Maman Blanc’s slow-cooked lamb
- November 2009
- Serves 8
- Takes 20 minutes to make, 3 hours to cook
This slow-cooked lamb recipe from Raymond Blanc is a quintessential taste of France.
- Dairy-free recipes
- Gluten-free recipes
- 16.8g (6.3g saturated)
- 4.9g (3.1g sugar)
- 2 tbsp olive oil
- 1.5-1.7kg shoulder of lamb, boned and cut into large chunks
- 1 garlic bulb, finely chopped
- 3 fresh thyme sprigs, leaves picked
- 2 tsp each sea salt and freshly ground black pepper
- 800ml lamb stock, hot
- 10 shallots
- 2-3 celery sticks, cut into 6cm pieces
- 2 large carrots, cut into batons
- Preheat the oven to 140°C/fan120°C/gas. Heat 1 tbsp of the olive oil in a large, heavy-based casserole. Add the lamb and cook until browned all over.

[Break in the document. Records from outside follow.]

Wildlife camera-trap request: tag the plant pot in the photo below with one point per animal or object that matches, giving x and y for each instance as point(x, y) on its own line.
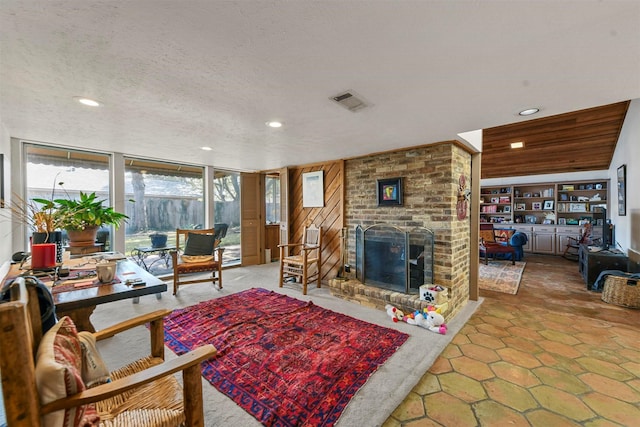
point(158, 240)
point(82, 238)
point(52, 237)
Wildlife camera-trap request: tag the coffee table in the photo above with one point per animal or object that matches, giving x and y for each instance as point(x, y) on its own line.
point(80, 303)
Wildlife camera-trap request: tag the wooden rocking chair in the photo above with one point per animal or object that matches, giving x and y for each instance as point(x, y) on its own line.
point(143, 393)
point(304, 266)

Mix the garlic and thyme with the sea salt and black pepper, stir into the casserole and fry over a gentle heat for 2-3 minutes.
- Pour the stock over the lamb, cover with a lid and place in the oven for 2 hours until the meat is very tender.
- Meanwhile, heat the remaining oil in a frying pan, add the peeled shallots, celery and carrots, and cook until golden. Remove the lamb from the pan and set aside to keep warm.
- Add the browned shallots, celery and carrots to the stock, place over a low heat and simmer for 45 minutes, uncovered. Return the lamb to the pan and heat through. Serve with creamy mashed potato.